彼の後ろでクリスにソフィー、それにシャリアもヤツメウサギが横切ったことに気が付いて、村娘たちは苦笑を浮かべていた。
「ヤツメウサギは森の果実をほとんど食べてしまいますし、時には村の畑にも手を出すんです~」
「ちなみに、討伐することは?」
「時々ですかね~」
「あいつ、すごく早いのと強いので、罠を仕掛けても逃げられちゃうんです。冒険者に依頼を出そうにも……その……」
「お金がない、とか?」
「……はい。お恥ずかしい話なんですが」
ヤツメウサギを討伐するのにもそこそこの実力が必要で、彼女たちが言うように罠を仕掛けたところであまり意味をなさない。村の狩りで一年に二匹くらいなら討伐できるのだが、それも運がよかったときだけだ。

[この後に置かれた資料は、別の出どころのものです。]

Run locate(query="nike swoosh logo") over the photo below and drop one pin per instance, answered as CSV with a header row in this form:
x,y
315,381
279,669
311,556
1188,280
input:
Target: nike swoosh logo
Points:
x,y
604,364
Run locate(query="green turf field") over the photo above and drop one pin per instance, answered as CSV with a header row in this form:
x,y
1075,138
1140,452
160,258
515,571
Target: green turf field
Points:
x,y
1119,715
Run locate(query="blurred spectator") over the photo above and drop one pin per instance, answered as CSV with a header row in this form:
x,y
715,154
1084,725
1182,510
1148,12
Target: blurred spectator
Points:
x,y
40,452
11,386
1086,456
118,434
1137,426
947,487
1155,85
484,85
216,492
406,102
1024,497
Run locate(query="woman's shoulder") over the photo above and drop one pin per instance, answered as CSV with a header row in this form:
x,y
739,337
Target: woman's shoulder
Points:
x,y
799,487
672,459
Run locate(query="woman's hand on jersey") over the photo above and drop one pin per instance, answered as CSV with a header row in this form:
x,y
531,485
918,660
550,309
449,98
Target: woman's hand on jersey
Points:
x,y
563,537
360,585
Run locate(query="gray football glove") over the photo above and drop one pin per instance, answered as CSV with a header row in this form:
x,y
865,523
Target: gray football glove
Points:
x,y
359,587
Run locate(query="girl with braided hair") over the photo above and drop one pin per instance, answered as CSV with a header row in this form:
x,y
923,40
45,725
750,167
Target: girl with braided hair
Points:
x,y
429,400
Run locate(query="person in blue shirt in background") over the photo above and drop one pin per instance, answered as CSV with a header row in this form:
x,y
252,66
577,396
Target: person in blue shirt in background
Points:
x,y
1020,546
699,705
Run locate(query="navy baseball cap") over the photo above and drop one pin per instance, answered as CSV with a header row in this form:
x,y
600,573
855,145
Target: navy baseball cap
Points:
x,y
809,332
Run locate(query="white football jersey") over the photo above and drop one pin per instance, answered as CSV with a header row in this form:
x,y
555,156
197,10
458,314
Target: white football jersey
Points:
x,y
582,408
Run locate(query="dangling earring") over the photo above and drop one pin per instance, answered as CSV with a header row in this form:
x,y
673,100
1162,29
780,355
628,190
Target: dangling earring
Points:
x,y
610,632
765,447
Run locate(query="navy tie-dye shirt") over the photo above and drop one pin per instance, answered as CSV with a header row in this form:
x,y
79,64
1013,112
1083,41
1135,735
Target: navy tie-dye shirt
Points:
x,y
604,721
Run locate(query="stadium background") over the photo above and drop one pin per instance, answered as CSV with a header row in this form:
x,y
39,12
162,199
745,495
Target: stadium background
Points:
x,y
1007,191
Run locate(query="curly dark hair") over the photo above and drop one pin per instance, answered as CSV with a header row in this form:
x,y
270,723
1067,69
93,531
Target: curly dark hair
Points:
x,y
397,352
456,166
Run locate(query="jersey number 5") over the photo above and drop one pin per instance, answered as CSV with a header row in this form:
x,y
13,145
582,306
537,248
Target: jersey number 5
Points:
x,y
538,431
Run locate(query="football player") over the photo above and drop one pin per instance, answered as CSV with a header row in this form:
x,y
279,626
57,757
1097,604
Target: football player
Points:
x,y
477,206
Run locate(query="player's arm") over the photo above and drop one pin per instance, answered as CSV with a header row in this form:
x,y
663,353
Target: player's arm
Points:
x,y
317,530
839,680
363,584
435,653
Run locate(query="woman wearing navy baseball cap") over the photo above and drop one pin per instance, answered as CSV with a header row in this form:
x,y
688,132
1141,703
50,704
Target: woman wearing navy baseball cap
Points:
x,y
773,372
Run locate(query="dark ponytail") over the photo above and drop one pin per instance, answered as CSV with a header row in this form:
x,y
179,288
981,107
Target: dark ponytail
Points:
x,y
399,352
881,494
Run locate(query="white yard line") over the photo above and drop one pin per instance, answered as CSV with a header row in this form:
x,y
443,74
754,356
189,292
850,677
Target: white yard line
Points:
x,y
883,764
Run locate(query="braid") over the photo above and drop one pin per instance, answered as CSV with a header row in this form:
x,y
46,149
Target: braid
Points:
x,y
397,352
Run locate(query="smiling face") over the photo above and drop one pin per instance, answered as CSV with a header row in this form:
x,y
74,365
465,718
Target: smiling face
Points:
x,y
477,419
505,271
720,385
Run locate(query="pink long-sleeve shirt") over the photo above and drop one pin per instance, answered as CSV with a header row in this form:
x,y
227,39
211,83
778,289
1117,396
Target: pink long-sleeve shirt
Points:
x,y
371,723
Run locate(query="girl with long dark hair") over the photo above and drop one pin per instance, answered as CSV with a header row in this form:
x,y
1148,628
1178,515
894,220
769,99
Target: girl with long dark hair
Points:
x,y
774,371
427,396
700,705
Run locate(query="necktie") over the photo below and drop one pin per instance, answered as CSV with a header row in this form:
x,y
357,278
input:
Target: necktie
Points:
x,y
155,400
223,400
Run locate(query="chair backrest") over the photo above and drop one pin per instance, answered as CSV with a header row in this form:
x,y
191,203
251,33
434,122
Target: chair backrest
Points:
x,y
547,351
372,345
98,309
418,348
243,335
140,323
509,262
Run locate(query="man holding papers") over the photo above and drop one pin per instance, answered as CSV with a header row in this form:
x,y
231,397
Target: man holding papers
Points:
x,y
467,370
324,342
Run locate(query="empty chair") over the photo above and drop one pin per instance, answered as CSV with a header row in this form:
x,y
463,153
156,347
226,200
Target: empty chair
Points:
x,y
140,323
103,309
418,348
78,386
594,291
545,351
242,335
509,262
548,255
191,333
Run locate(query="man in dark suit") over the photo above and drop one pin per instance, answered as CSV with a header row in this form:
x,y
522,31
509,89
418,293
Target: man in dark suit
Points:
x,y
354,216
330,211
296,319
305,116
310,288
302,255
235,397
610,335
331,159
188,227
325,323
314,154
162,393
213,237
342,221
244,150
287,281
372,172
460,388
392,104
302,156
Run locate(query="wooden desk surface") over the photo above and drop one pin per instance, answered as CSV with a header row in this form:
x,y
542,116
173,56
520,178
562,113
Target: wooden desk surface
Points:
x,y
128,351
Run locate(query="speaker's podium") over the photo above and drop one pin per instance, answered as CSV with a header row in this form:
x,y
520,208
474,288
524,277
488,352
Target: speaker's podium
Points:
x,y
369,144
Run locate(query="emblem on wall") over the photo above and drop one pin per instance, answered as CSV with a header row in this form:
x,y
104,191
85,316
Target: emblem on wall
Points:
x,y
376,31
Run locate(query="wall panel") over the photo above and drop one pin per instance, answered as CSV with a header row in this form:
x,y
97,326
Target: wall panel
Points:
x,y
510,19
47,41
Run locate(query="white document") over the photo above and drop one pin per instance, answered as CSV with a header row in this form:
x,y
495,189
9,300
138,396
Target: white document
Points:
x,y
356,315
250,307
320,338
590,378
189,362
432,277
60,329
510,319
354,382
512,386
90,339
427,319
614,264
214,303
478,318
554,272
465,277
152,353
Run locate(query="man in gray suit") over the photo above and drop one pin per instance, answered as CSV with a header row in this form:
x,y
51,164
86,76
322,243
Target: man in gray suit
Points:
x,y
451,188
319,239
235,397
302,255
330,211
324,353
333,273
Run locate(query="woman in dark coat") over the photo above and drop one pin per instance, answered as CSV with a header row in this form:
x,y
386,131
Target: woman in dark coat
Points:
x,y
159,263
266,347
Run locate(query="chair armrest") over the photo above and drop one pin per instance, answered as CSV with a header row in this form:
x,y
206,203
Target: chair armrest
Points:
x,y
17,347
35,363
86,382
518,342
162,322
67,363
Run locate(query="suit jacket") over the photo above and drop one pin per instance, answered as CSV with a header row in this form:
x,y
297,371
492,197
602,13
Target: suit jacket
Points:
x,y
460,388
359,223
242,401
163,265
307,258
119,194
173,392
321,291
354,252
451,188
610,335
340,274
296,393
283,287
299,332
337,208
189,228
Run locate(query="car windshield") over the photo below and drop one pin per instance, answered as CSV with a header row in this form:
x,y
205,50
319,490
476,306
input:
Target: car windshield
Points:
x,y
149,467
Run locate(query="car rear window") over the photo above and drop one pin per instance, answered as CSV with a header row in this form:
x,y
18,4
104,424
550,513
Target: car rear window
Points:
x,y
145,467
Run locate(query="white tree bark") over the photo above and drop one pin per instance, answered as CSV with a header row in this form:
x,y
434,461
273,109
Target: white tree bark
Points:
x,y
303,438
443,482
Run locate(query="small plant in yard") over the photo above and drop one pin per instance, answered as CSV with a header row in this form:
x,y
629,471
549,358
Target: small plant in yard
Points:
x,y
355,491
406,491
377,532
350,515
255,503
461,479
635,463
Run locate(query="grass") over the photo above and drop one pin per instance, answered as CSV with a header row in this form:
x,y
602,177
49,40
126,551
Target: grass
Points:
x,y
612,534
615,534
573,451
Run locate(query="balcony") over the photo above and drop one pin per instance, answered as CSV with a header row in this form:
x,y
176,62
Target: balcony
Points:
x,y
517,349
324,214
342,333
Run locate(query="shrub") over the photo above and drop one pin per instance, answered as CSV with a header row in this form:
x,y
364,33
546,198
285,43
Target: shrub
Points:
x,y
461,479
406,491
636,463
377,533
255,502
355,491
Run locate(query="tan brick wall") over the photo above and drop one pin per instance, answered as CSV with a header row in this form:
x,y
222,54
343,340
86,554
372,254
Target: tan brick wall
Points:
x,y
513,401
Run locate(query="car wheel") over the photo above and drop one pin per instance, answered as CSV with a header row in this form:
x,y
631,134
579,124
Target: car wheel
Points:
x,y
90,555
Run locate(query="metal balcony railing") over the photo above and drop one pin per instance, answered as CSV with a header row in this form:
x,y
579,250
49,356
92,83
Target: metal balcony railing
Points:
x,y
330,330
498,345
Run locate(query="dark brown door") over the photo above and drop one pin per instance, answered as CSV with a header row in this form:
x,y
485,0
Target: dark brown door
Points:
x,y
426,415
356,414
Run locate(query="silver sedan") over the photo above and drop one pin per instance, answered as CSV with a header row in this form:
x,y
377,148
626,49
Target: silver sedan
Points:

「このあたりに生息する魔物は天敵が少ないので、好き勝手しているみたいです」
クリスが情報を付け加えた。
「じゃあ、お土産にしようか」
お土産? ヤツメウサギを?
そのくらい話の流れから村娘たちも読み取れたが、ヤツメウサギはもうすでにどこかへ去ってしまった。だが、振り向いたままいったアインの言い方から冗談であるようには思えない。
どうするのだろう……二人の村娘が気にしていると、クリスがアインに「私も行っていいですか?」と聞いた。
「クリスは待ってて。すぐに討伐してくるから」
「あぅ……またお留守番ですか」
「ごめんって。でもすぐに終わるから、みんなで待っててもらったほうがいいよ」
苦笑いを浮かべたアインが木の根を蹴って、森の中へ飛び込んでいった。踏み込みが生んだ強風を残し、ついでに山の木々を揺らしていた。
アインはどこかへ行ってしまってから、数分後に戻った。
さすがに早すぎるかもしれないが、力の差を考えれば至極当然のことでもあり、アインがここで数十分も時間を要することのほうがおかしいだろう。
四匹の大きなヤツメウサギをツタで縛り、そのまま持ってきたアインを見て、
「ソフィー、私、よくわかんないわ」
「私もよ~」
王都で過ごした彼女たちにとっては非現実的ともとれる時間は終わったはずなのに、どうやらまだつづいていたらしい。
「ヤツメウサギはあげるから村で管理してね」
討伐されたヤツメウサギがアインから騎士に預けられた。
歩きなれたはずの山道が、村娘たちにとって別の道のように見えた。
彼女たちが生まれ育った村まで、あと少し。